Grégoire pense, lors d’une réunion des propriétaires terriens : « Tout avait été tellement simple. L’Histoire s’expliquait par des lois éternelles, identiques. Rien ne les changerait, rien ne les améliorerait. Très loin, à l’autre bout de la planète, des hommes instruits tentaient d’introduire des modifications, des réformes, mais ils avaient perdu le sens du réel. Ce n’était pas ainsi que se résolvaient les problèmes ; ils apportaient des décrets, des réglements, des dispositions nouvelles alors qu’il n’existait que la sueur, le sang et, à l’infini, l’eau verte des rizières. » (p. 203) (…) L’heure est au sang, et si la paix revient, elle ne sera pour le vaincu qu’une longue aspiration à une revanche future. Il n’y aura ni fin ni paradis, car il n’y a pas d’égalité : elle est la source de tous les mécontentements ; celui qui croit que l’homme est heureux de savoir qu’un autre est son égal est un imbécile. » (p. 204).

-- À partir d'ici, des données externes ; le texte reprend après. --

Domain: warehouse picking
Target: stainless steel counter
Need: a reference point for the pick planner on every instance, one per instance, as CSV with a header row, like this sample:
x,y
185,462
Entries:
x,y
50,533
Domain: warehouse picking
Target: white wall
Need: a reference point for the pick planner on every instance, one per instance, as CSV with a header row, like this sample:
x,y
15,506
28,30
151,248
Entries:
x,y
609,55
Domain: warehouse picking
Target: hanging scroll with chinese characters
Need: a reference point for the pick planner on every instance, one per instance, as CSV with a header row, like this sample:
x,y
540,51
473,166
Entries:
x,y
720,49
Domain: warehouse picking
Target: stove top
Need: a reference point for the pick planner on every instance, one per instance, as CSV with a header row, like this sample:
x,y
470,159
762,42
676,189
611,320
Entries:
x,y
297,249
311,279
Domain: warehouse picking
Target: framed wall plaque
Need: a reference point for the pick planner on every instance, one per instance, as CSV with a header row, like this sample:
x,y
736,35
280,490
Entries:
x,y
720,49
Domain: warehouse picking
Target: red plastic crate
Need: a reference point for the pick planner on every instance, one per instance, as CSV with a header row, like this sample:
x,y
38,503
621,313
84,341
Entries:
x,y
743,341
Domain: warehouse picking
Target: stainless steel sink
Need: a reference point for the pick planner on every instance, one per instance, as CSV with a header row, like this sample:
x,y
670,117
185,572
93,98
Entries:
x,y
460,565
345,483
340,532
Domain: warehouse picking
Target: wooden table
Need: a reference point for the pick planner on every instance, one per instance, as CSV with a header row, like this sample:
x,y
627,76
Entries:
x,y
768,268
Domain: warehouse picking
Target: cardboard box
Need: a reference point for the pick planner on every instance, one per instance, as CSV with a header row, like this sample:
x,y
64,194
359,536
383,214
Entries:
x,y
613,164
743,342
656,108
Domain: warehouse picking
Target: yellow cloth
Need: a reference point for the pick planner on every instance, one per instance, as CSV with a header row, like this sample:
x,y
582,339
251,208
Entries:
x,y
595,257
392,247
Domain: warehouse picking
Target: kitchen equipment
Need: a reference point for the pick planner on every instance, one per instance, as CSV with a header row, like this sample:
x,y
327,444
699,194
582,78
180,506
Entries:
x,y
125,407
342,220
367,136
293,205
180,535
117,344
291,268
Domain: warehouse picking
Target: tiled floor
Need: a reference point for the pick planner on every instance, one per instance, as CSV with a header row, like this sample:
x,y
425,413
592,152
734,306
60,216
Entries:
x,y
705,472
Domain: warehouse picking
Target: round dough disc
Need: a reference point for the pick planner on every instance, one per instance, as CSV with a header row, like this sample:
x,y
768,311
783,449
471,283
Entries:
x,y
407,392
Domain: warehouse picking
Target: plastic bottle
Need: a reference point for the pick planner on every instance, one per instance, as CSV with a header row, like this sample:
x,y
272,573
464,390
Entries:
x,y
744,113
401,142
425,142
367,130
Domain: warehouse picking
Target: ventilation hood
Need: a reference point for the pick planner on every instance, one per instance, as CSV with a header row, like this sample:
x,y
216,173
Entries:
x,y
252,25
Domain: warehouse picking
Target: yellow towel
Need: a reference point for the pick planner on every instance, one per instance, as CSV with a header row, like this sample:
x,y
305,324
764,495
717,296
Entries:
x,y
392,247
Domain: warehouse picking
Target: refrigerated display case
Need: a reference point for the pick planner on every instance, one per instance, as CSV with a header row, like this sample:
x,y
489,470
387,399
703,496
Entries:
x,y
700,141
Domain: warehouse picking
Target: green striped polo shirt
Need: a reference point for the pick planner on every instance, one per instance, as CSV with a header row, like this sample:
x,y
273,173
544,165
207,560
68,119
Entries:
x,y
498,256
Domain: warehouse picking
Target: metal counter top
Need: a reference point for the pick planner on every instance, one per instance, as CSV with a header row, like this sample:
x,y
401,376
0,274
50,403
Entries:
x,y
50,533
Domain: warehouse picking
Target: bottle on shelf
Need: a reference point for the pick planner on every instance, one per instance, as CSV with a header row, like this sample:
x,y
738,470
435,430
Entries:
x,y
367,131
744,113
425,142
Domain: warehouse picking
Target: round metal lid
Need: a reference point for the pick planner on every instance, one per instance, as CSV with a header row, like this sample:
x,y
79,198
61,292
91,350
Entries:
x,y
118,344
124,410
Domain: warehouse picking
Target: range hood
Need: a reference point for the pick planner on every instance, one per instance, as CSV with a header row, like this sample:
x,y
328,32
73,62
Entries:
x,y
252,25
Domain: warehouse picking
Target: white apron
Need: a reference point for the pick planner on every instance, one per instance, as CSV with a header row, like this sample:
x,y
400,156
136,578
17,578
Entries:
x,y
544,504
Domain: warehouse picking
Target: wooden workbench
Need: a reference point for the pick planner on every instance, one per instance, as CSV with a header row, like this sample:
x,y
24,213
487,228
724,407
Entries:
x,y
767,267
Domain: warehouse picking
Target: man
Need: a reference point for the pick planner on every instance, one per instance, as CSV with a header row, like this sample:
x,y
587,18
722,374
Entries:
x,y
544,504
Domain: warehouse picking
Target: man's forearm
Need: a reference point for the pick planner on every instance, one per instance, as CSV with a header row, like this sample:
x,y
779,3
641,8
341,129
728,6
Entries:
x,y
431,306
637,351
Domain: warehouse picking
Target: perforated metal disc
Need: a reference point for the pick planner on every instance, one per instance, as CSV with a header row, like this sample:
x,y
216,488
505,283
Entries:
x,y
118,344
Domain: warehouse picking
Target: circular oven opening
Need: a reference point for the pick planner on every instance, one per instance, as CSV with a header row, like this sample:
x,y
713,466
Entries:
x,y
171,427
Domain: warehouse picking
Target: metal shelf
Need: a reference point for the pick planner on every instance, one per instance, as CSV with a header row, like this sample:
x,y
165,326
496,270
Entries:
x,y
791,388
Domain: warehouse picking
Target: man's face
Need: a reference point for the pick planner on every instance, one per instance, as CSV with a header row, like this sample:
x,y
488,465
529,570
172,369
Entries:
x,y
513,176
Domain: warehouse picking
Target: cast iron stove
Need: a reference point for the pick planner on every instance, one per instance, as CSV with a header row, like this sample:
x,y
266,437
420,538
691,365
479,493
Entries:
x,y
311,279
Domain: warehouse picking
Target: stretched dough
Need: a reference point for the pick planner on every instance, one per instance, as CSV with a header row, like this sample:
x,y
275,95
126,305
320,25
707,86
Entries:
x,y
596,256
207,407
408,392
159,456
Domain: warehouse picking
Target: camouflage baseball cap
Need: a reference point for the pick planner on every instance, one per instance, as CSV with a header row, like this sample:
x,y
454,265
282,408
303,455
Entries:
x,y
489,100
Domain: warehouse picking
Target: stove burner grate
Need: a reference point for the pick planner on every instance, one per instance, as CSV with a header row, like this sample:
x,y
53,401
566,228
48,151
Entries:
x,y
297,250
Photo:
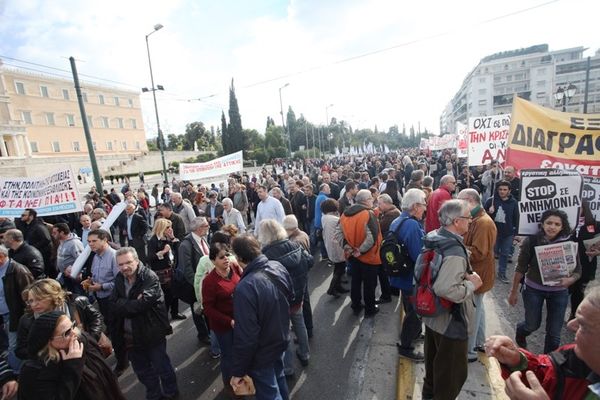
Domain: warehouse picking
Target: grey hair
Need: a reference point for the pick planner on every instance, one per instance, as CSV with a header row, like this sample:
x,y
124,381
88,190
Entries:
x,y
385,198
363,195
290,222
271,231
412,197
470,194
451,210
127,250
196,222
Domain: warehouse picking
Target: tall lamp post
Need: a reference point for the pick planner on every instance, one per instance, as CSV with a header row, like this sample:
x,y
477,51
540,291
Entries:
x,y
283,121
327,121
154,89
564,94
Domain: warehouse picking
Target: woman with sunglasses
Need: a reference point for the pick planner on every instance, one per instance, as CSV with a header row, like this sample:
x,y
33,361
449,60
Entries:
x,y
64,363
217,300
47,295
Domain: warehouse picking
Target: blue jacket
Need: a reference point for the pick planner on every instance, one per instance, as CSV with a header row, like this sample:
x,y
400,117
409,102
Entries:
x,y
291,256
411,234
261,311
318,214
505,215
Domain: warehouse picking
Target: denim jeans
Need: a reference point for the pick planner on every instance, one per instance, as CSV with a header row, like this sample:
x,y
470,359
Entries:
x,y
270,382
477,338
153,369
503,249
556,306
226,345
299,329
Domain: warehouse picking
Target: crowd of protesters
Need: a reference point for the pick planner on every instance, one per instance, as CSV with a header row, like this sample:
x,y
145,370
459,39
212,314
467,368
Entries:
x,y
240,253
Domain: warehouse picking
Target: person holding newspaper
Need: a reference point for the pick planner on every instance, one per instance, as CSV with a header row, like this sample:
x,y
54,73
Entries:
x,y
554,229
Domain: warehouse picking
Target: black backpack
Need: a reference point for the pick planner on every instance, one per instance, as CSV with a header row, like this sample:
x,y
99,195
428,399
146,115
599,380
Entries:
x,y
395,260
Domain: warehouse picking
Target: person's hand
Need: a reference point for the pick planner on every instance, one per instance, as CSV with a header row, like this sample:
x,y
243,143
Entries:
x,y
75,350
512,298
9,390
474,279
516,389
503,349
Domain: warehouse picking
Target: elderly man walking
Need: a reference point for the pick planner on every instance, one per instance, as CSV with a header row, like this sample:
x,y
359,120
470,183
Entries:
x,y
362,237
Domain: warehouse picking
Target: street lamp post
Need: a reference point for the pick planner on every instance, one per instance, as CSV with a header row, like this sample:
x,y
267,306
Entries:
x,y
564,94
154,89
283,121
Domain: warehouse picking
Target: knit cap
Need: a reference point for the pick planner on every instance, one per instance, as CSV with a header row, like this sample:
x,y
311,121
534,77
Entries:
x,y
41,331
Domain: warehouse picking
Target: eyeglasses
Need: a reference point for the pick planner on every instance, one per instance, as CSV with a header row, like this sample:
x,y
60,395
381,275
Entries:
x,y
66,334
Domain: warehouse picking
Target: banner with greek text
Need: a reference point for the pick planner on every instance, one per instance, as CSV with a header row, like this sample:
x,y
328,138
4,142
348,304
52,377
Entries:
x,y
462,140
488,138
544,138
546,189
591,194
219,166
52,194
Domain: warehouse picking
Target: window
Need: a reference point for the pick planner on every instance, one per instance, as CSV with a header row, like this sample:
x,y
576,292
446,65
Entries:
x,y
50,119
26,117
20,87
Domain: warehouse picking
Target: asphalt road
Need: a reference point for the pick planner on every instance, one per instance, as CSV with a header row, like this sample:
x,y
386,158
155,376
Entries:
x,y
337,336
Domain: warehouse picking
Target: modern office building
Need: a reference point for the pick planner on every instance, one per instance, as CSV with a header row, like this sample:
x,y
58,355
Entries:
x,y
39,117
534,73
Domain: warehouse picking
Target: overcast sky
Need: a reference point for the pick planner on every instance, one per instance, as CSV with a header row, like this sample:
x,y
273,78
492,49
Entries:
x,y
314,45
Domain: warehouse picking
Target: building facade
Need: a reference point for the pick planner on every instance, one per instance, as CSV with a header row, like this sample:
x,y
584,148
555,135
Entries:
x,y
534,73
39,117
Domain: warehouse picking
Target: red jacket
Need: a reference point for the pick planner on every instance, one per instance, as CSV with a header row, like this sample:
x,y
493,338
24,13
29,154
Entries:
x,y
562,374
437,198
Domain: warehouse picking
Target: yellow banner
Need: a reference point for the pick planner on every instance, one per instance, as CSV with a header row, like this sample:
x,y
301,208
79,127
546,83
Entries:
x,y
540,130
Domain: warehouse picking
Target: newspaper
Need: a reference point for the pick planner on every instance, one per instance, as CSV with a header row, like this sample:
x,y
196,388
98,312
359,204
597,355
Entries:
x,y
556,261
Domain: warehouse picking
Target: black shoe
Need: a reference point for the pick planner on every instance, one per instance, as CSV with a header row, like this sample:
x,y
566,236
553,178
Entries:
x,y
410,354
372,313
521,340
383,300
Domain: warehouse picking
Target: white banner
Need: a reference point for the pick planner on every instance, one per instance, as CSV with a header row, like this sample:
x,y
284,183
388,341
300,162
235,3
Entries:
x,y
219,166
545,189
591,194
462,140
488,139
51,194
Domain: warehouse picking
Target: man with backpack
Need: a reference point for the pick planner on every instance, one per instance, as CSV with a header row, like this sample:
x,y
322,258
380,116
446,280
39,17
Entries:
x,y
447,330
408,231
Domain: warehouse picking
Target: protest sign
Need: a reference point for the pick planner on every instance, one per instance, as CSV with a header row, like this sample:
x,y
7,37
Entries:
x,y
462,140
544,138
556,261
545,189
219,166
591,194
488,138
52,194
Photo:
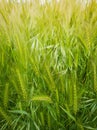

« A.E.F., A.O.F., des terres neuves où des crétins aux dents blanches attendaient en roulant des yeux qu’on leur apporte la voiture à essence et le moulin à légumes. » (p. 225).
« Il était également précisé [dans un journal ancien ayant trait à la Grande Ile] que les Malgaches ne connaissaient le respect que lorsqu’il se basait sur la crainte. » (p. 227).
« Marek… voici qu’il était mort sans qu’il [Adrian, son frère] ait eu seulement le temps de l’aimer.
Cela ne s’était pas fait, les deux hommes s’étaient manqués, et sa tristesse ce matin venait de là, plus que la mort elle-même. » (p. 256).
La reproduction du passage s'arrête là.